Seidr Oracles

BLAIN, Jenny (2012). Seidr Oracles. In: DRURY, Nevill, (ed.) Pathways in Modern Western Magic. Ars Concrescent. [Book Section]

Abstract
Introduction One of the three main forms of ritual practice found in today’s Heathenry (or Asatru) is that of seiðr or broadly-speaking North European ‘shamanistic’ work. In constructing seiðr, today’s Heathens are engaging with original sources and with scholarly or academic analyses, as well as their own understandings of the literature, and they draw on other ‘shamanic’ practices in attempting to create something that may be akin to the older practices. A short description is given by Blain and Wallis in the Brill Handbook of Contemporary Paganism (2008); the archaeology of seiðr is discussed by Price (2001) and different types of seið-practice in today’s communities are explored in some detail by Blain (2002a and b, 2006) and by Lindquist (1997).
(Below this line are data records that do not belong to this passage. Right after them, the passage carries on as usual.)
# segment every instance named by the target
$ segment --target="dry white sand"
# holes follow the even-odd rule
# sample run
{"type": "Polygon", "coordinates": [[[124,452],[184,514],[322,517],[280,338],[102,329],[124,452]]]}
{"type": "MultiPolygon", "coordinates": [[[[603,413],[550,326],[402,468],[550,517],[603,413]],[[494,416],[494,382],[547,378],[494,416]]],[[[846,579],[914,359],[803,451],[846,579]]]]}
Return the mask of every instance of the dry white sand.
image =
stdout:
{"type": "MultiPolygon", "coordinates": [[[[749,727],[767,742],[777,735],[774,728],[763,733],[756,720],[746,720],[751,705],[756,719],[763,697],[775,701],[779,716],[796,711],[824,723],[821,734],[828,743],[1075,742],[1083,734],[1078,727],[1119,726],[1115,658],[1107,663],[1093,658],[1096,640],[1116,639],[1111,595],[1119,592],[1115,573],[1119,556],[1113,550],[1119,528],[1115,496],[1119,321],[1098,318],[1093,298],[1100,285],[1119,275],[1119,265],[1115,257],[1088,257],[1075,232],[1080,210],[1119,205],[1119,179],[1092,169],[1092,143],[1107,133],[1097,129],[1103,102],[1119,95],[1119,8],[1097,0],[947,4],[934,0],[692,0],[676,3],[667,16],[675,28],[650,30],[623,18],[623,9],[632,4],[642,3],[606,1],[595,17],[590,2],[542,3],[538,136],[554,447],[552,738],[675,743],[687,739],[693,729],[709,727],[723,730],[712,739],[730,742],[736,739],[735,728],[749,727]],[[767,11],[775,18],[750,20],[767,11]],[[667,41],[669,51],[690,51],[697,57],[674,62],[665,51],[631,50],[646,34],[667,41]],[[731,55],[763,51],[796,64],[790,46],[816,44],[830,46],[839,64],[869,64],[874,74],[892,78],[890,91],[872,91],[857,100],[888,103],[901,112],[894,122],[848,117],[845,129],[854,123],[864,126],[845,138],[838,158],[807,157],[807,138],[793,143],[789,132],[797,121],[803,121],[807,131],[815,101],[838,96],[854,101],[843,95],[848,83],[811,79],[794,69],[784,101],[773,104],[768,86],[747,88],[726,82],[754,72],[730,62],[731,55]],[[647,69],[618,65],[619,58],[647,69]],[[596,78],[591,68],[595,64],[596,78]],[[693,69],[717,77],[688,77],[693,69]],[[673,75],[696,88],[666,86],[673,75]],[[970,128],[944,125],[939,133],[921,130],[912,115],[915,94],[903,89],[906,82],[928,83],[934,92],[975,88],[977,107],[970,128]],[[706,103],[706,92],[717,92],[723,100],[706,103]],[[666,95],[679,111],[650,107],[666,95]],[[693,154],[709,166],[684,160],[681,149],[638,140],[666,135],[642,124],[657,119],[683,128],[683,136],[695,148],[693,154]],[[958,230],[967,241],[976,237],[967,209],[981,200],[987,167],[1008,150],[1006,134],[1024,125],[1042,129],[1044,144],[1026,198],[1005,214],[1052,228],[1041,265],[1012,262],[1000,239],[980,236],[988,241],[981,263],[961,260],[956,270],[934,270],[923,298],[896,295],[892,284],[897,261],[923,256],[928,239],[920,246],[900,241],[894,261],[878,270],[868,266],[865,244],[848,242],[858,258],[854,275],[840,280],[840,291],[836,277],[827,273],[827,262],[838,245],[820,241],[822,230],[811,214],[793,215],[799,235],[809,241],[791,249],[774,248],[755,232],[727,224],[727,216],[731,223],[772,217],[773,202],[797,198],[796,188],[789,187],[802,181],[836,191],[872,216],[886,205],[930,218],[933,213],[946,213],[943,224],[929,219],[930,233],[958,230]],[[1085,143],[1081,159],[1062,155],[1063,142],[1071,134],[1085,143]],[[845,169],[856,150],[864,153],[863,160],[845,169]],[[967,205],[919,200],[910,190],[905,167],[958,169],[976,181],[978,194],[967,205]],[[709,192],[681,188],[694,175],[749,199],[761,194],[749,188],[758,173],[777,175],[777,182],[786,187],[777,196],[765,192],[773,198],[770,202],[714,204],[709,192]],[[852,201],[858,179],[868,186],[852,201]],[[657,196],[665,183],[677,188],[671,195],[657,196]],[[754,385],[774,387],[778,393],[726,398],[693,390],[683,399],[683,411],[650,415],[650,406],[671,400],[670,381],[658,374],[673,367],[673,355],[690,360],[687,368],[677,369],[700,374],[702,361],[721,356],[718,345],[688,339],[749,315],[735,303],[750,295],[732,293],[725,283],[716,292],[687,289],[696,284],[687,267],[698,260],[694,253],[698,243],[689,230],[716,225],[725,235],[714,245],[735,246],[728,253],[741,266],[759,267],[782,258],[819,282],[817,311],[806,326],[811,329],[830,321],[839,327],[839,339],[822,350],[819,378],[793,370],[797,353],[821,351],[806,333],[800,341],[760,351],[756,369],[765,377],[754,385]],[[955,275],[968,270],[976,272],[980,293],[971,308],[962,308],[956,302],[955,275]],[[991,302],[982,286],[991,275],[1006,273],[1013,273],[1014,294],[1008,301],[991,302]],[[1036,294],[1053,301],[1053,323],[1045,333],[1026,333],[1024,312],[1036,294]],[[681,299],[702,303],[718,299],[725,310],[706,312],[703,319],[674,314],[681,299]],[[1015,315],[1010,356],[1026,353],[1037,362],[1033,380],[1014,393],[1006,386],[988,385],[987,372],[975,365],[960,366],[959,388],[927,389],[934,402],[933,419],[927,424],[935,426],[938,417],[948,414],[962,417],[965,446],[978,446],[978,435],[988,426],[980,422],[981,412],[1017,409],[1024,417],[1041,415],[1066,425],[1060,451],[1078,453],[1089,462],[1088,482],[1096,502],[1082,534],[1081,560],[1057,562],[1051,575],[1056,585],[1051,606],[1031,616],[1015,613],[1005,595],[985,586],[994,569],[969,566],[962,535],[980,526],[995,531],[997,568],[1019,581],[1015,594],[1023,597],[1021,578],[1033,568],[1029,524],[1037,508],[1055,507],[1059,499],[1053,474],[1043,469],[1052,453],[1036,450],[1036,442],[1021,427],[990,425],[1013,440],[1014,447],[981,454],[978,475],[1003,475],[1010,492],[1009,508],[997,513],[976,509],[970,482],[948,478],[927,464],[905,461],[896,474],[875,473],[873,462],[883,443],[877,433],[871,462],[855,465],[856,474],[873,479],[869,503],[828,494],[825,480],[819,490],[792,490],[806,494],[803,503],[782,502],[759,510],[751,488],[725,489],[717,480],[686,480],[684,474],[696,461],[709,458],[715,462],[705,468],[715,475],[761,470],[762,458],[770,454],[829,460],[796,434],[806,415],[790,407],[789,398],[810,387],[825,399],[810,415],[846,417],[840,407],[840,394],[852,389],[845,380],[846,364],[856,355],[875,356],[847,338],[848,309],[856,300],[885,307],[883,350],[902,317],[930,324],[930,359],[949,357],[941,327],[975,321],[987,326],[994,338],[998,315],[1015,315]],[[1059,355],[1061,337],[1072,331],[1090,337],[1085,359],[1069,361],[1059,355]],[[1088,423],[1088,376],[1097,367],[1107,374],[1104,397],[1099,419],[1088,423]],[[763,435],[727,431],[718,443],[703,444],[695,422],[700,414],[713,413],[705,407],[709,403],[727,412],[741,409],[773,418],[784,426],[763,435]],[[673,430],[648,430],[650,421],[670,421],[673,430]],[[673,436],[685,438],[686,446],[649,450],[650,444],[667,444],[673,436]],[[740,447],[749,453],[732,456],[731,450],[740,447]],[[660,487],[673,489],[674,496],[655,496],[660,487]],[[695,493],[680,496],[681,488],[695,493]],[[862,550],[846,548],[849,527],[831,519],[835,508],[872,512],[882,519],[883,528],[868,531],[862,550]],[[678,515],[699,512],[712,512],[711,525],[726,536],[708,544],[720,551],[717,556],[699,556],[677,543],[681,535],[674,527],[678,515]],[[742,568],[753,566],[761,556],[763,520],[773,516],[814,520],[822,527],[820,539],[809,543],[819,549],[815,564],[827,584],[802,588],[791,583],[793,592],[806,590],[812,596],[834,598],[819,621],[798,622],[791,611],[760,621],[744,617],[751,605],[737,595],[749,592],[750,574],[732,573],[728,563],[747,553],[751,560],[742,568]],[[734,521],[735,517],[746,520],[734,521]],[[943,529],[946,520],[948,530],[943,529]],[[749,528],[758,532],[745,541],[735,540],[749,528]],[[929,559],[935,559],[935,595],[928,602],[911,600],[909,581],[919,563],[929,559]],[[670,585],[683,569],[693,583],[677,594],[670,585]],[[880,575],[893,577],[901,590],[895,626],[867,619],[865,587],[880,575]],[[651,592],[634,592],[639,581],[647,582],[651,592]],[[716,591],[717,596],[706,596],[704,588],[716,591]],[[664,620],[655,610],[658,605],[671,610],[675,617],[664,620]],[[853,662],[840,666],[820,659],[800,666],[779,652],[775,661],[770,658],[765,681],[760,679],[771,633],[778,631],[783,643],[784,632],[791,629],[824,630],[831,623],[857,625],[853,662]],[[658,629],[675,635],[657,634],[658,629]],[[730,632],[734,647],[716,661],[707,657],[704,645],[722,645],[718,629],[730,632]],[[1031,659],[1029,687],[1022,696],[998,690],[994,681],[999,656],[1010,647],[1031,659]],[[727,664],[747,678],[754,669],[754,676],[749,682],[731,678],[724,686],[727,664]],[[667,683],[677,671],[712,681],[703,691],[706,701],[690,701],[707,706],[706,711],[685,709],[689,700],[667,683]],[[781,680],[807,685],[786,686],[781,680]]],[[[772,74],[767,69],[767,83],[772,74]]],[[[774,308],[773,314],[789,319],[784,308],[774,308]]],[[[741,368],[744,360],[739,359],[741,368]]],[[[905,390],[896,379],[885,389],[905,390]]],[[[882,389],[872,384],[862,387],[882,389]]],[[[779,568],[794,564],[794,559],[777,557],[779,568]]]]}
The ‘definitive’ work on pre-Christian seiðr has been that of Strömbäck (1935) (in Swedish), and accounts and analysis within practitioner communities have often drawn on this work, although for many English-speaking practitioners this has been accessed only through second-hand interpretations of Strömbäck’s own interpretations. However, Dubois (1999) has discussed links between seiðr and practices of nearby ‘shamanic’ cultures, notably Sámi shamanism, and recently, Tolley’s two-volume work (2009) has made many descriptions of seiðr accessible, while further developing discussions of the context in which seiðr occurs as development from more general ‘Indo-European’ practices, within the specific geography of Northern Europe. This chapter first outlines some descriptions of older seið-practice, before discussing how practitioners today are re-inventing or re-constructing these. It then includes some discussion of seiðr as community practice and suspicion of practitioners in the literature, and concludes with a section on some of the issues, including challenges and confrontations, that practitioners face in their communities or from academic critics. --- The above are the first paragraphs of the introduction to this chapter.